Step 2: Retrieve Your API Key¶
- In the Rafay Console, go to My Tools and select API & Registry Keys
- Click Manage Keys
- Click New API Key to generate an API key
- Copy your API key you will need this to authenticate the MCP server
Step 3: Configure Your AI Tool¶
The Rafay Console provides a ready-to-use configuration snippet on the MCP Server download page. Copy the snippet and add it to your AI tool's MCP configuration file. Then update the following values:
| Parameter | Description |
|---|---|
command |
Full path to the downloaded mcp binary on your machine |
RAFAY_API_KEY |
Your Rafay API key retrieved in Step 2 |
RAFAY_BASE_URL |
Your Rafay Console URL (e.g., https://your-controller.example.com) |
RAFAY_PROJECT |
Default project name. Defaults to defaultproject if not changed |
The full configuration snippet looks like this:
{
"mcpServers": {
"rafay": {
"command": "/path/to/mcp",
"args": ["--mode", "stdio"],
"env": {
"RAFAY_API_KEY": "<your-api-key>",
"RAFAY_BASE_URL": "https://your-controller.example.com",
"RAFAY_PROJECT": "defaultproject"
}
}
}
}
Replace /path/to/mcp with the actual path to the downloaded binary on your machine.This configuration uses stdio standard input/output which is commonly used for connecting local MCP servers to AI clients such as Claude Desktop, Cursor, and other MCP-compatible tools. In this mode the AI tool launches the MCP server binary directly on your machine and communicates with it as a local background process using stdin and stdout.

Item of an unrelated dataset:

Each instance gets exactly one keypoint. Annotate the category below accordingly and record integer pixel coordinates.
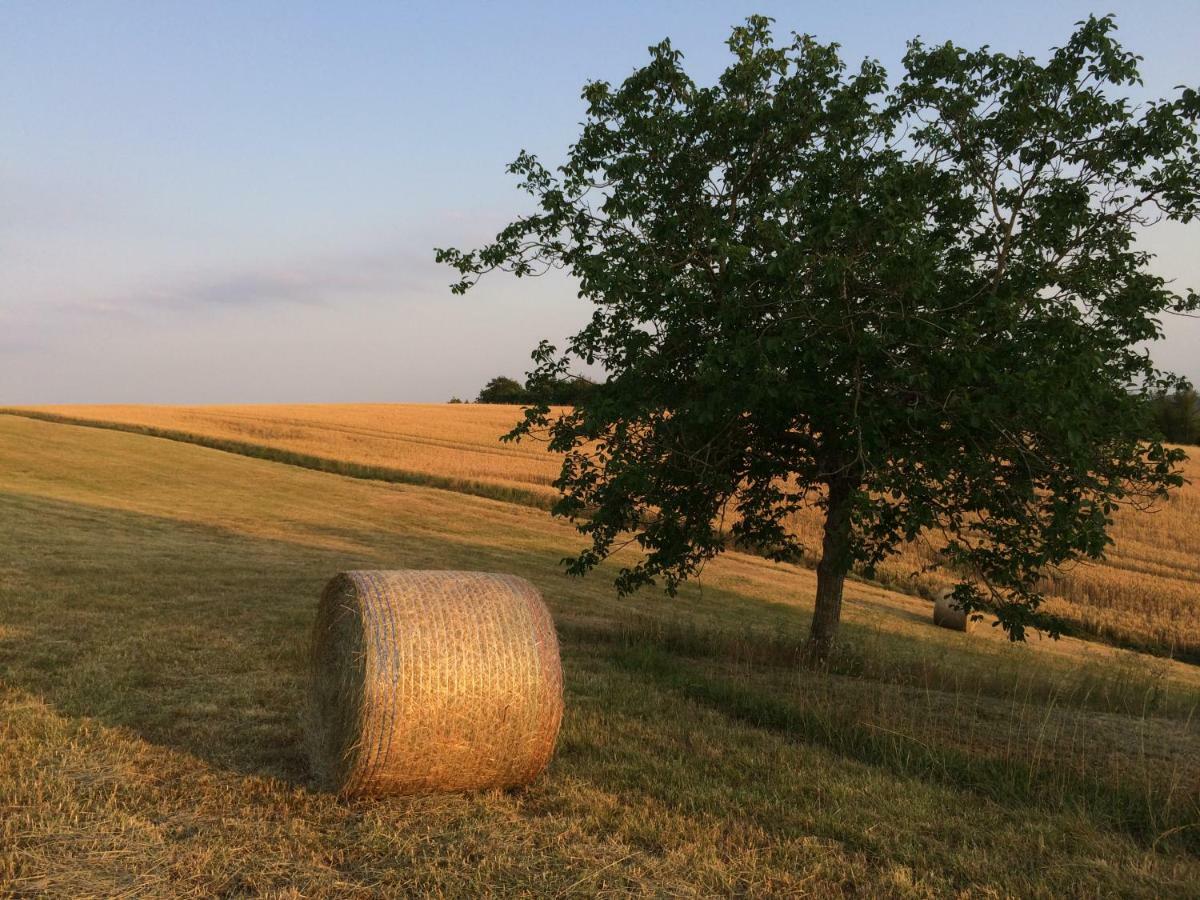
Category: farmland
(1145, 594)
(156, 603)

Configuration File Locations by AI Tool¶
Add the mcpServers block to the appropriate configuration file for your AI tool. The following steps use Claude Desktop as an example. The same approach applies to any other MCP-compatible AI tool. For Claude Desktop, navigate to Settings → Developer → Edit Config to open the configuration file.
Important
For most AI tools, add the mcpServers block at the top of the existing JSON config file, alongside any other existing keys (for example, preferences).

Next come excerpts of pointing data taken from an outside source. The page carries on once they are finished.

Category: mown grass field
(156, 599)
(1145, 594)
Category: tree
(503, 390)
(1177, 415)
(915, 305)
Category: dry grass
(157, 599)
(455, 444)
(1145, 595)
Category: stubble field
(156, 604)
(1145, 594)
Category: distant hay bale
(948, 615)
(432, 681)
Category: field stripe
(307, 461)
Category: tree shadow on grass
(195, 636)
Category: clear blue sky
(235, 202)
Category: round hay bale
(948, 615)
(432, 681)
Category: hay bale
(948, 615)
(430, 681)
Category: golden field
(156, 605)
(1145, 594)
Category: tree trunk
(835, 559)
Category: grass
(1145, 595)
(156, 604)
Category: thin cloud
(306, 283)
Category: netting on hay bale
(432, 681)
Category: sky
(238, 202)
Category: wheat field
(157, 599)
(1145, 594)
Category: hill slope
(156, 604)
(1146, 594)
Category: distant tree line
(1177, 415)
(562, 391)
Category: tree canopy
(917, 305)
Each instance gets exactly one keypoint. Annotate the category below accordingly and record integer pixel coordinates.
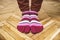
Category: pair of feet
(30, 23)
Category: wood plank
(14, 32)
(5, 35)
(50, 28)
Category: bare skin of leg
(36, 5)
(23, 5)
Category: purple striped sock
(24, 25)
(35, 25)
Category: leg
(23, 5)
(36, 5)
(23, 26)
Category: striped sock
(36, 26)
(24, 25)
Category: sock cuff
(30, 13)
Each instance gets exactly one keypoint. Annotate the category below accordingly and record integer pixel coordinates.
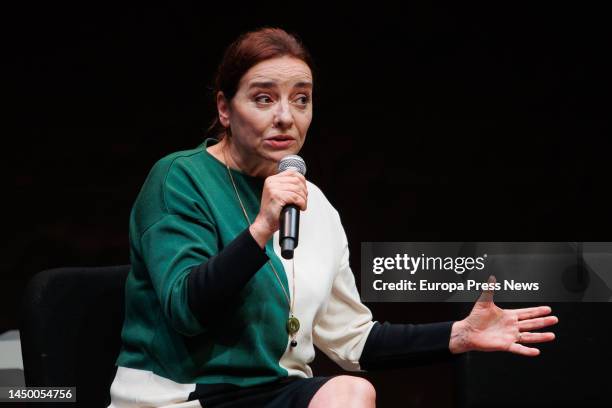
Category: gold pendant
(293, 325)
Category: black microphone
(290, 214)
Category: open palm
(491, 328)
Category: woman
(214, 317)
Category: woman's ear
(223, 109)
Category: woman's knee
(346, 389)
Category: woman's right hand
(287, 187)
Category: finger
(531, 312)
(540, 322)
(523, 350)
(527, 337)
(295, 199)
(487, 295)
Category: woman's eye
(302, 100)
(265, 99)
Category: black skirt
(289, 392)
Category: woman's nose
(283, 117)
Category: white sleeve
(342, 329)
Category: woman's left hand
(490, 328)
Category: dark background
(479, 122)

The following is an example of a complete configuration file after adding the mcpServers block.
{
"mcpServers": {
"rafay": {
"command": "/Users/user1/Downloads/mcp-darwin-arm64/mcp",
"args": [
"--mode",
"stdio"
],
"env": {
"RAFAY_API_KEY": "<your-api-key>",
"RAFAY_BASE_URL": "https://your-controller.example.com",
"RAFAY_PROJECT": "defaultproject"
}
}
},
"preferences": {
"coworkScheduledTasksEnabled": false,
"ccdScheduledTasksEnabled": true,
"sidebarMode": "chat",
"coworkWebSearchEnabled": true
},
"coworkUserFilesPath": "/Users/user1/Claude"
}
Step 4: Enable the Rafay MCP Server¶
- Save the configuration file and restart your AI tool
- The Rafay MCP server will appear in the connectors or tools list
- Enable it to activate the integration
Step 5: Start Querying Rafay Resources¶
Once the connector is enabled, you can ask your AI assistant natural language questions about your Rafay infrastructure. The AI tool uses the MCP server to fetch real-time data from the Rafay platform and returns a structured response.
Example Queries¶
- What are the clusters available in defaultproject?

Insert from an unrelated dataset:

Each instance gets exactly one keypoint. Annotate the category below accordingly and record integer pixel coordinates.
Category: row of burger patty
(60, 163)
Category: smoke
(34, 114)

- How many pods are running in cluster xyz?
- List all namespaces in defaultproject.
- Show me all workloads deployed in defaultproject.
- Debug why pod abc is in a bad state in cluster xyz.
Note: The Rafay MCP Server is not limited to Claude Desktop and can also be used with Claude Code/CLI, Cursor, VS Code with GitHub Copilot, or any other MCP-compatible LLM client.